New material detects explosives at airports

Scientists have created a material that lights up in the presence of explosives.
Credit: Steffen Bähring/SDU
Credit: Steffen Bähring/SDU

Researchers on the forefront of bomb detection technology have redesigned the method used to locate explosives at airports. Currently, security measures include fluorescent materials that lose their fluorescence when in contact with explosive materials. But, a number of factors can cause these materials to lose fluorescence, making the approach largely unreliable.

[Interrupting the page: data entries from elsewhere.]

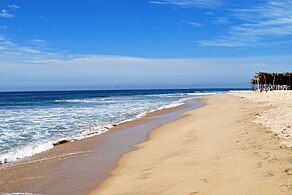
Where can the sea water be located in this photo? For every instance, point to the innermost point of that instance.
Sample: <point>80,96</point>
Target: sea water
<point>32,122</point>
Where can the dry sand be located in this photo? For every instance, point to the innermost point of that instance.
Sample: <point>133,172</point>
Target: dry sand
<point>216,149</point>
<point>278,112</point>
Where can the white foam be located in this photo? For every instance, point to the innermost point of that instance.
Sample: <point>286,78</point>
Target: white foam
<point>26,151</point>
<point>79,119</point>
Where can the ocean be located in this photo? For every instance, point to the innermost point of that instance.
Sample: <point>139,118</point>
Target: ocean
<point>33,122</point>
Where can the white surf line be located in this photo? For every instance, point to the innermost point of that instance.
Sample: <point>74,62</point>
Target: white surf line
<point>52,158</point>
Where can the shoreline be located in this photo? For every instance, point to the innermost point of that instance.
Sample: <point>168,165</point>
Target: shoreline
<point>83,155</point>
<point>207,153</point>
<point>87,134</point>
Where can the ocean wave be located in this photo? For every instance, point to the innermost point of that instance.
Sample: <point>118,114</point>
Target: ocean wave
<point>89,121</point>
<point>24,152</point>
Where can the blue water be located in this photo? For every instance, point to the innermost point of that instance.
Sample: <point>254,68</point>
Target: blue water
<point>30,122</point>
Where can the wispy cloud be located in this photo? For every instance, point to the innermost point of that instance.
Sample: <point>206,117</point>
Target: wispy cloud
<point>264,24</point>
<point>189,3</point>
<point>6,14</point>
<point>33,52</point>
<point>13,6</point>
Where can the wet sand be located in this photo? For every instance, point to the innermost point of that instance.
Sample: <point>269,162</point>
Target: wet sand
<point>215,149</point>
<point>80,166</point>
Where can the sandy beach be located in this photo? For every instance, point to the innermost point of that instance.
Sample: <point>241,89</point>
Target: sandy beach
<point>229,146</point>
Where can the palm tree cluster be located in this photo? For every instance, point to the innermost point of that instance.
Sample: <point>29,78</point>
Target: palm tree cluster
<point>271,81</point>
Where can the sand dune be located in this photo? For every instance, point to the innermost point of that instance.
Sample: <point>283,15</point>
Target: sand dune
<point>216,149</point>
<point>277,114</point>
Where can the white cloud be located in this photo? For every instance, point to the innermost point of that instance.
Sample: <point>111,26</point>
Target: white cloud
<point>6,14</point>
<point>189,3</point>
<point>27,53</point>
<point>29,67</point>
<point>263,24</point>
<point>13,6</point>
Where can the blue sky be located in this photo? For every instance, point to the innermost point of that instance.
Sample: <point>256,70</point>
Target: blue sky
<point>115,44</point>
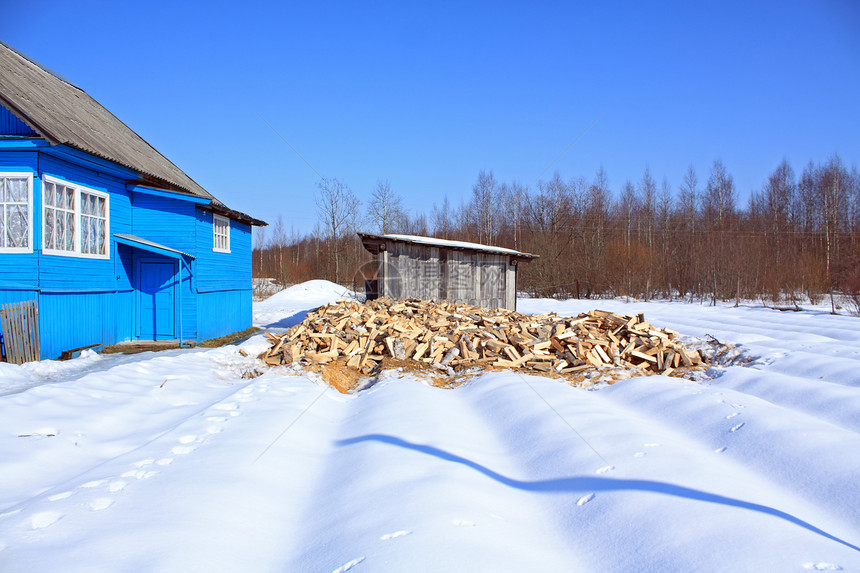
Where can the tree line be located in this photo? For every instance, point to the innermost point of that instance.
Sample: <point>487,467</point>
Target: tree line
<point>796,237</point>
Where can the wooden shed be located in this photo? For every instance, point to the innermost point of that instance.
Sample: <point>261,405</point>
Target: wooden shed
<point>411,266</point>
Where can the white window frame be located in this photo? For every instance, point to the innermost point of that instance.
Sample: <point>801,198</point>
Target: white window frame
<point>224,223</point>
<point>76,240</point>
<point>29,177</point>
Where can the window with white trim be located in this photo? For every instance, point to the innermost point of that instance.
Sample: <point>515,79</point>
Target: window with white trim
<point>16,213</point>
<point>75,220</point>
<point>220,234</point>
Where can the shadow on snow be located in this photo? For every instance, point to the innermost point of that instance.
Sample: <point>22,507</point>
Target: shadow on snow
<point>593,484</point>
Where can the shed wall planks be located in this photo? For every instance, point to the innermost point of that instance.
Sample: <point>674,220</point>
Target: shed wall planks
<point>433,273</point>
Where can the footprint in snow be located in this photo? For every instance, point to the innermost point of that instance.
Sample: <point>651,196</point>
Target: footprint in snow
<point>226,407</point>
<point>45,519</point>
<point>116,486</point>
<point>139,474</point>
<point>821,566</point>
<point>395,535</point>
<point>100,503</point>
<point>348,565</point>
<point>94,483</point>
<point>182,450</point>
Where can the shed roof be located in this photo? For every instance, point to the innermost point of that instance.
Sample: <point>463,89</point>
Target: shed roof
<point>369,240</point>
<point>62,113</point>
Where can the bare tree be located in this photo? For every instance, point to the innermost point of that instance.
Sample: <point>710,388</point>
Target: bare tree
<point>337,209</point>
<point>385,209</point>
<point>483,197</point>
<point>441,218</point>
<point>260,233</point>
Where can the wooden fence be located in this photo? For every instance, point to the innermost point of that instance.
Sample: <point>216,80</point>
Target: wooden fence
<point>20,324</point>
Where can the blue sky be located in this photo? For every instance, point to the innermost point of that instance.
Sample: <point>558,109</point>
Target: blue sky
<point>426,95</point>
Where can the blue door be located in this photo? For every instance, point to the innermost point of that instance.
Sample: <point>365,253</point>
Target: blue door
<point>156,306</point>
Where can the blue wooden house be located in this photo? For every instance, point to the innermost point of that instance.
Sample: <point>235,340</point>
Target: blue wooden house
<point>111,239</point>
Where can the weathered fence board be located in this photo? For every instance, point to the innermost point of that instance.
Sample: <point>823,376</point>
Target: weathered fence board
<point>20,323</point>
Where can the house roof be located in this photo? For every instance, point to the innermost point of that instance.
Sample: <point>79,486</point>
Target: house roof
<point>62,113</point>
<point>372,241</point>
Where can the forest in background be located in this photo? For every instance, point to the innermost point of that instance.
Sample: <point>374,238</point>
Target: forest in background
<point>795,238</point>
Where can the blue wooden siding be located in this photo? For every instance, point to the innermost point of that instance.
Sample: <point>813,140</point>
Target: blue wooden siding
<point>228,311</point>
<point>84,301</point>
<point>73,319</point>
<point>81,301</point>
<point>222,271</point>
<point>11,125</point>
<point>223,279</point>
<point>170,222</point>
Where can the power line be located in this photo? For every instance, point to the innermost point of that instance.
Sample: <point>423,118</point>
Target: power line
<point>291,147</point>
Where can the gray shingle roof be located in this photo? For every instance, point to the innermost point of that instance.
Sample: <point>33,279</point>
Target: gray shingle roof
<point>62,113</point>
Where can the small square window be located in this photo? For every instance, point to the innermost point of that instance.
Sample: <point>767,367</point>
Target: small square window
<point>220,234</point>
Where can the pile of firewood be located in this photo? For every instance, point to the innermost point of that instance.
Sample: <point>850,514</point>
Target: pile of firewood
<point>455,337</point>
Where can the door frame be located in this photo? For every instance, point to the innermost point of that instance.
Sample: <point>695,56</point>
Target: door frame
<point>137,293</point>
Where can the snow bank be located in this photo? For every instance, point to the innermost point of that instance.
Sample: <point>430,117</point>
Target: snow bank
<point>288,307</point>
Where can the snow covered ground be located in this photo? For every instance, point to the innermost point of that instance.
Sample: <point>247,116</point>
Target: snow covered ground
<point>172,461</point>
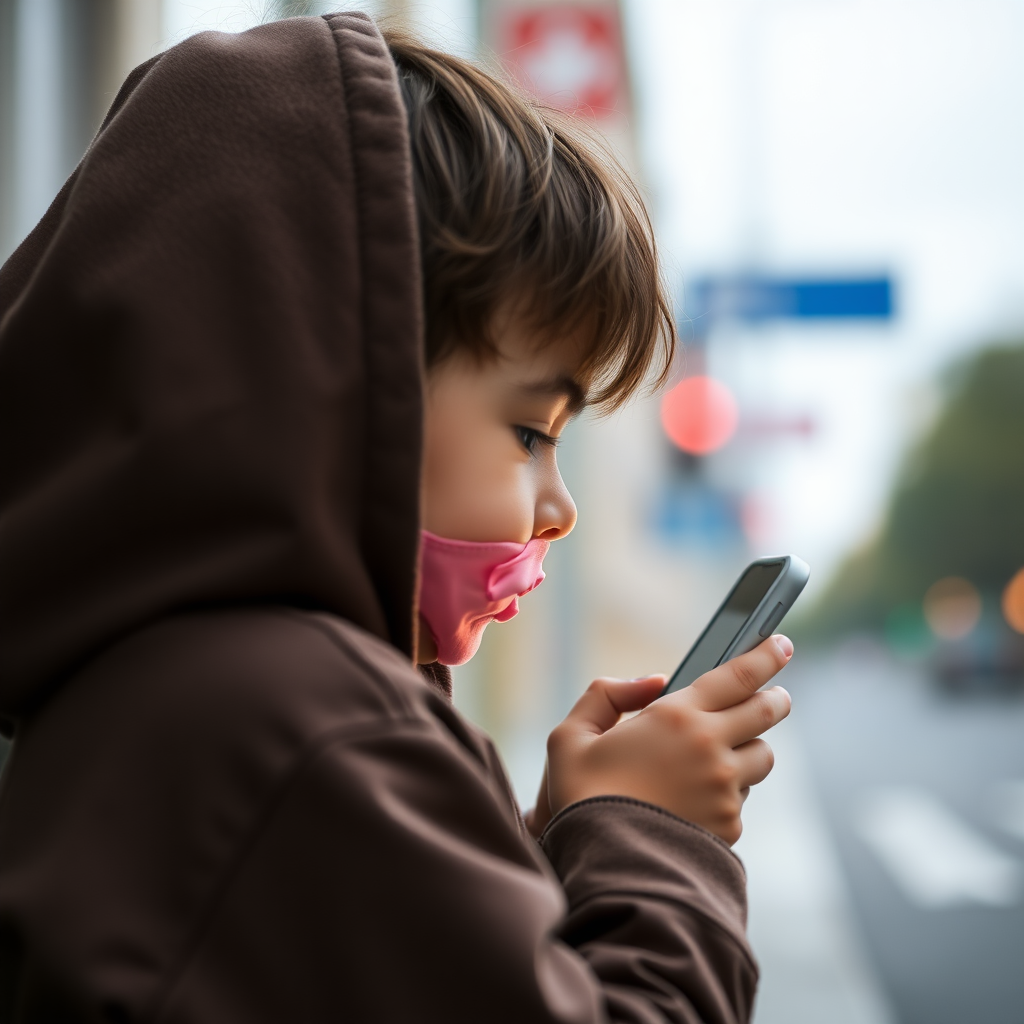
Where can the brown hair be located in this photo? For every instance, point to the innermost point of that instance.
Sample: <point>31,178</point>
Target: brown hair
<point>518,202</point>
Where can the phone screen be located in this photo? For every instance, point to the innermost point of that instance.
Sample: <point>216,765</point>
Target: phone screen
<point>747,595</point>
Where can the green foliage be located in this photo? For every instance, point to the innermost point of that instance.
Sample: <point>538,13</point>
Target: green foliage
<point>957,508</point>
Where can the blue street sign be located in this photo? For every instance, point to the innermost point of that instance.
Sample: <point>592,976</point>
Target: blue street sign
<point>753,298</point>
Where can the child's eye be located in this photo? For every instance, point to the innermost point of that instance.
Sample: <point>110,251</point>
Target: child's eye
<point>529,438</point>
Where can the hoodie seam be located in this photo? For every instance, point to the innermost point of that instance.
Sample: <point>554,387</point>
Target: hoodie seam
<point>612,799</point>
<point>739,945</point>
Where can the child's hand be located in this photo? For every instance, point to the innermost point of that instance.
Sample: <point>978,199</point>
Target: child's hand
<point>692,753</point>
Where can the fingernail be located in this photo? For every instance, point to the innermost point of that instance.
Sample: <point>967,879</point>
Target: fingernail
<point>784,645</point>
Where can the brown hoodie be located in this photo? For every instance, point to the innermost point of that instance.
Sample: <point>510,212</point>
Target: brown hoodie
<point>230,797</point>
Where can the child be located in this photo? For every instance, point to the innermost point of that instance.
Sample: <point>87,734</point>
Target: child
<point>230,795</point>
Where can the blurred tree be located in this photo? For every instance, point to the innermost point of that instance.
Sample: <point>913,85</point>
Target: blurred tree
<point>957,507</point>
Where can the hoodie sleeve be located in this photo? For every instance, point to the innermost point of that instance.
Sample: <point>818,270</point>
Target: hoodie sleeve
<point>390,883</point>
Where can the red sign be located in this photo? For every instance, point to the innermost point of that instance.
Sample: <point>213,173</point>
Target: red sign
<point>568,54</point>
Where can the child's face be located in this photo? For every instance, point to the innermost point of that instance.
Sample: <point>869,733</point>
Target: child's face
<point>489,471</point>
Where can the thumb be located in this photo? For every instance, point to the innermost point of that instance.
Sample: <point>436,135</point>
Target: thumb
<point>605,699</point>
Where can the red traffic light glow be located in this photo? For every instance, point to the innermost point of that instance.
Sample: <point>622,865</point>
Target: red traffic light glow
<point>699,415</point>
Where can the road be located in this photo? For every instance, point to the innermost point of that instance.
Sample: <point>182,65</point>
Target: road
<point>923,796</point>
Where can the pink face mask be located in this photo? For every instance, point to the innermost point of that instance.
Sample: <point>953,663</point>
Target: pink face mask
<point>465,584</point>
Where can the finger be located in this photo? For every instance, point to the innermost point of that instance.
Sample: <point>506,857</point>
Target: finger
<point>605,699</point>
<point>737,679</point>
<point>756,715</point>
<point>754,761</point>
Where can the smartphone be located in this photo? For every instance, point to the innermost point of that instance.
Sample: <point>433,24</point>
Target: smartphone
<point>761,597</point>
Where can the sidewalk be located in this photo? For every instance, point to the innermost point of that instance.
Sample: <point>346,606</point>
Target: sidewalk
<point>812,967</point>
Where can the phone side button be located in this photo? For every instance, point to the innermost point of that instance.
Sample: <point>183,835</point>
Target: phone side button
<point>774,617</point>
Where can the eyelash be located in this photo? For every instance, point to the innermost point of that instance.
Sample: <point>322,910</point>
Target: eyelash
<point>528,438</point>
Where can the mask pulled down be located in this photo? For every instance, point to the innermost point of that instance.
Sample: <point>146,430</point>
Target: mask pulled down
<point>466,584</point>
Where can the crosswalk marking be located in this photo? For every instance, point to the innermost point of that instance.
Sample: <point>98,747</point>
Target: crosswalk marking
<point>937,859</point>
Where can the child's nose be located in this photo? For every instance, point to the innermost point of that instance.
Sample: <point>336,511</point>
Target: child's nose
<point>555,514</point>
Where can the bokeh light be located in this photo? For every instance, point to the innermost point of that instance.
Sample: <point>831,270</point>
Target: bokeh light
<point>952,607</point>
<point>699,415</point>
<point>1013,602</point>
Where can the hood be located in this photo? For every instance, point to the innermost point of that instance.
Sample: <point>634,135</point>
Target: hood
<point>211,355</point>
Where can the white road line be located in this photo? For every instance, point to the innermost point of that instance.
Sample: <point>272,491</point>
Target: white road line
<point>1010,807</point>
<point>937,859</point>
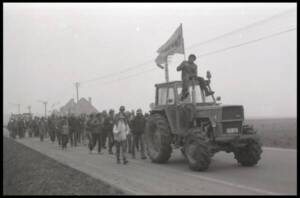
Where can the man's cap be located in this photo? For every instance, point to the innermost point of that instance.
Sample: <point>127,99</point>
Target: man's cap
<point>192,56</point>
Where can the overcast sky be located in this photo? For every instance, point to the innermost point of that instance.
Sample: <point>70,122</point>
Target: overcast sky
<point>48,47</point>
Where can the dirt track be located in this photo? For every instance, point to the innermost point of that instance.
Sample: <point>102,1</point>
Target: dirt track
<point>275,173</point>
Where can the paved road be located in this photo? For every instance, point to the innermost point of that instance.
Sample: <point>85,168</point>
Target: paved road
<point>275,174</point>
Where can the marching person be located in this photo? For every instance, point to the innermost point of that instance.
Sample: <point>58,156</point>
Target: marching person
<point>108,128</point>
<point>120,130</point>
<point>65,132</point>
<point>95,126</point>
<point>138,127</point>
<point>104,131</point>
<point>72,128</point>
<point>129,140</point>
<point>42,128</point>
<point>51,127</point>
<point>189,72</point>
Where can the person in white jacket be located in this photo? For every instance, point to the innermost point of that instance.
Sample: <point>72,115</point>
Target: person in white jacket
<point>120,130</point>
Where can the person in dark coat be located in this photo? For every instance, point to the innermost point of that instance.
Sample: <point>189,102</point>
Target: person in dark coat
<point>42,129</point>
<point>51,127</point>
<point>188,73</point>
<point>72,129</point>
<point>104,132</point>
<point>108,129</point>
<point>138,128</point>
<point>65,132</point>
<point>95,126</point>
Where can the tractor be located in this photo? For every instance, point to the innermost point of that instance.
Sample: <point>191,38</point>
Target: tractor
<point>200,126</point>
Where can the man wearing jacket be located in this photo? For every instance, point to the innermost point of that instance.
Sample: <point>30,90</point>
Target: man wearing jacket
<point>120,130</point>
<point>138,127</point>
<point>95,126</point>
<point>108,129</point>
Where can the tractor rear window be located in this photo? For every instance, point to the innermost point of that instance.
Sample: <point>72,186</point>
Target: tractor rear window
<point>162,96</point>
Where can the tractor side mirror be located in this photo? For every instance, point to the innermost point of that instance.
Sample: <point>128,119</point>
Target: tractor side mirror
<point>170,101</point>
<point>208,75</point>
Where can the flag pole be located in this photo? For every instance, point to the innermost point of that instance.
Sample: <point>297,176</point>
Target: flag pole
<point>167,71</point>
<point>183,42</point>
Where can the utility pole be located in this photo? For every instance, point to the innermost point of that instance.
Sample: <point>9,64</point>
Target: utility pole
<point>45,103</point>
<point>77,86</point>
<point>19,107</point>
<point>29,109</point>
<point>167,71</point>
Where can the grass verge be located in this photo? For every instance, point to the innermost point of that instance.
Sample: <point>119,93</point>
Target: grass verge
<point>27,172</point>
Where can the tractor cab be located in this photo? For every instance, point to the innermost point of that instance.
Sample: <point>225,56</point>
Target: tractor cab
<point>170,94</point>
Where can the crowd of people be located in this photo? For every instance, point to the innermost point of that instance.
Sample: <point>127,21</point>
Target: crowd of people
<point>123,131</point>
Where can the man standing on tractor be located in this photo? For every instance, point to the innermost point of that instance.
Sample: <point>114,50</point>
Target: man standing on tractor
<point>190,72</point>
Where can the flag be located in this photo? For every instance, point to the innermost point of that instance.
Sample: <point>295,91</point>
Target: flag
<point>175,44</point>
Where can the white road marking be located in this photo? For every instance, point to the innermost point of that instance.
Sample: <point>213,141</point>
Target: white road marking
<point>261,191</point>
<point>279,149</point>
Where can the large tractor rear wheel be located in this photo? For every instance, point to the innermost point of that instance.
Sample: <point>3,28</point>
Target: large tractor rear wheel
<point>197,154</point>
<point>248,155</point>
<point>158,139</point>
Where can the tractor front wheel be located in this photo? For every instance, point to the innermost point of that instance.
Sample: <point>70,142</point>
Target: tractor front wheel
<point>158,139</point>
<point>197,154</point>
<point>248,155</point>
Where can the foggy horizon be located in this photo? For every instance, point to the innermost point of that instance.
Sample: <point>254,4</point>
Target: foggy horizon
<point>49,46</point>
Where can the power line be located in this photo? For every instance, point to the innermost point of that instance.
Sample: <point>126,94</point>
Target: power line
<point>194,45</point>
<point>242,28</point>
<point>220,50</point>
<point>248,42</point>
<point>216,51</point>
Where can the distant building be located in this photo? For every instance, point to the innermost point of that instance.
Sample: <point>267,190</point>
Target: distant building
<point>83,106</point>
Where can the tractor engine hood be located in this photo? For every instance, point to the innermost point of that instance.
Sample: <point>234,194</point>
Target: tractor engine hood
<point>221,113</point>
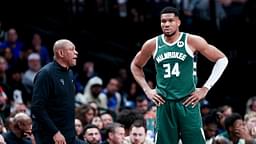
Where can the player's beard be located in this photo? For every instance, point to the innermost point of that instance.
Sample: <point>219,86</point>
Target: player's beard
<point>167,34</point>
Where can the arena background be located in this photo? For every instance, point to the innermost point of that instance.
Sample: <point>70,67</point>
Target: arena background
<point>111,41</point>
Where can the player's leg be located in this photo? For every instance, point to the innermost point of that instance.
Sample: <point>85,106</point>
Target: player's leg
<point>166,130</point>
<point>190,124</point>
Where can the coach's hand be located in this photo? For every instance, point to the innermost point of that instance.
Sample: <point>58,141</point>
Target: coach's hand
<point>59,138</point>
<point>196,96</point>
<point>152,95</point>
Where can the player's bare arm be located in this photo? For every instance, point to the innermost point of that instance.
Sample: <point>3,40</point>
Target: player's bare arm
<point>197,43</point>
<point>139,61</point>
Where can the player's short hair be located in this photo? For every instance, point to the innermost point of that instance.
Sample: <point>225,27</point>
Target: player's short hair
<point>170,9</point>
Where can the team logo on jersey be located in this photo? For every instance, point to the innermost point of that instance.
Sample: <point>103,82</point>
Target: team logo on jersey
<point>180,44</point>
<point>62,81</point>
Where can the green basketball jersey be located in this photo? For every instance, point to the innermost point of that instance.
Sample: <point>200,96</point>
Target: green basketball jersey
<point>175,68</point>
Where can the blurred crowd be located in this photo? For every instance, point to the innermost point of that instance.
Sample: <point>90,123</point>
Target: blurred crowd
<point>114,109</point>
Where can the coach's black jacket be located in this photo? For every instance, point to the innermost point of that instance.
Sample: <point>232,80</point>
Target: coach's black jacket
<point>53,104</point>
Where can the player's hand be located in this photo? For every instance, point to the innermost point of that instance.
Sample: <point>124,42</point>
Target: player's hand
<point>152,95</point>
<point>196,96</point>
<point>59,138</point>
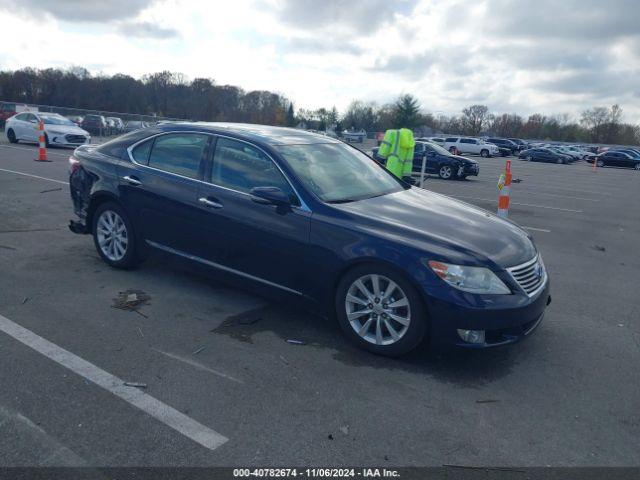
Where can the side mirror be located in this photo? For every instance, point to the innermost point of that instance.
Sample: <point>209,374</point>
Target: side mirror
<point>269,196</point>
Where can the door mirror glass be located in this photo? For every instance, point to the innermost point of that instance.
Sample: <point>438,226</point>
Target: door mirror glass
<point>269,196</point>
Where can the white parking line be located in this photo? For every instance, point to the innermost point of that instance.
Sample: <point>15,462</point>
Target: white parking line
<point>35,150</point>
<point>516,203</point>
<point>148,404</point>
<point>536,229</point>
<point>34,176</point>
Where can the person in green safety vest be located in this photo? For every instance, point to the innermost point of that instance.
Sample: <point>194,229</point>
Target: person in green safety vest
<point>397,149</point>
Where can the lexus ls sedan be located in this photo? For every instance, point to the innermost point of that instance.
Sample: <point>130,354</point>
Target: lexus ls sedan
<point>313,218</point>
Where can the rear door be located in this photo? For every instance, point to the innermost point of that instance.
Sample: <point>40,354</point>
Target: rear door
<point>268,243</point>
<point>160,187</point>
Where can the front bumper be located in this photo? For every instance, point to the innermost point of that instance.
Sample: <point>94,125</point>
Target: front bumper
<point>68,140</point>
<point>505,320</point>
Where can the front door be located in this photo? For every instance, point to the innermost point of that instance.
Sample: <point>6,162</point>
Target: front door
<point>268,243</point>
<point>160,188</point>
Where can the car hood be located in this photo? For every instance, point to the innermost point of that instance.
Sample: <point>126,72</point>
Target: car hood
<point>66,129</point>
<point>449,229</point>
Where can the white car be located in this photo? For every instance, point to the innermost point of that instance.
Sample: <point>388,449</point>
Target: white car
<point>475,146</point>
<point>58,130</point>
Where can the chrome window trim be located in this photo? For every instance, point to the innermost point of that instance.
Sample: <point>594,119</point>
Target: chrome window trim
<point>524,265</point>
<point>220,267</point>
<point>303,206</point>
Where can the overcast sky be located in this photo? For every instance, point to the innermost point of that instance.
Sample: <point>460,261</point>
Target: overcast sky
<point>523,56</point>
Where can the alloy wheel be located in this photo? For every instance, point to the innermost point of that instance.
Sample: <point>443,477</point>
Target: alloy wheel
<point>377,309</point>
<point>112,235</point>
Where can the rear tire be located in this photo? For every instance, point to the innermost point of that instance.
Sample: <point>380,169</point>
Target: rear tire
<point>375,334</point>
<point>114,237</point>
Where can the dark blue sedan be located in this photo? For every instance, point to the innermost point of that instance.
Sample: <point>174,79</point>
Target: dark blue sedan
<point>313,219</point>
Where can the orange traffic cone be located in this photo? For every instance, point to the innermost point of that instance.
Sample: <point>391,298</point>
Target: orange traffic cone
<point>42,150</point>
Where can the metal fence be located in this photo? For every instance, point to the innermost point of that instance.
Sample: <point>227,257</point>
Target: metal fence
<point>98,130</point>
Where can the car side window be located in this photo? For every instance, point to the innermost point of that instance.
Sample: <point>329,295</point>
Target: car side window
<point>179,153</point>
<point>239,166</point>
<point>141,153</point>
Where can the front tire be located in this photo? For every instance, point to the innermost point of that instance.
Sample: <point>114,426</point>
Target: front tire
<point>114,237</point>
<point>380,311</point>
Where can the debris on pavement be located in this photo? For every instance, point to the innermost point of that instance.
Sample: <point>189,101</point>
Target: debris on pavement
<point>135,384</point>
<point>131,300</point>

Lead author, Dr. Steffen Bähring explains that current methods became fluorescent when there were no explosives molecules in the vicinity. "The problem was that several factors could make the fluorescence disappear; a number of salts for example had this effect. Thus these substances could give off a false alarm.”

Researchers at the University of Southern Denmark have developed a new material from molecules that are not fluorescent. One molecule, called TNDCF, only becomes fluorescent when it comes into contact with molecules found in explosives and certain salts, reducing the risk of a false alarm.

Bähring explained that the tool is a much more reliable way to detect explosives: "This new knowledge could lead to creating a small device based on this set of molecules," Bähring says. "With such a device security staff in airports could [for example] test if there are explosives molecules on or near a bag."

The innovation is a great step forward for airport security, a location prone to threats from terrorist organisations around the world.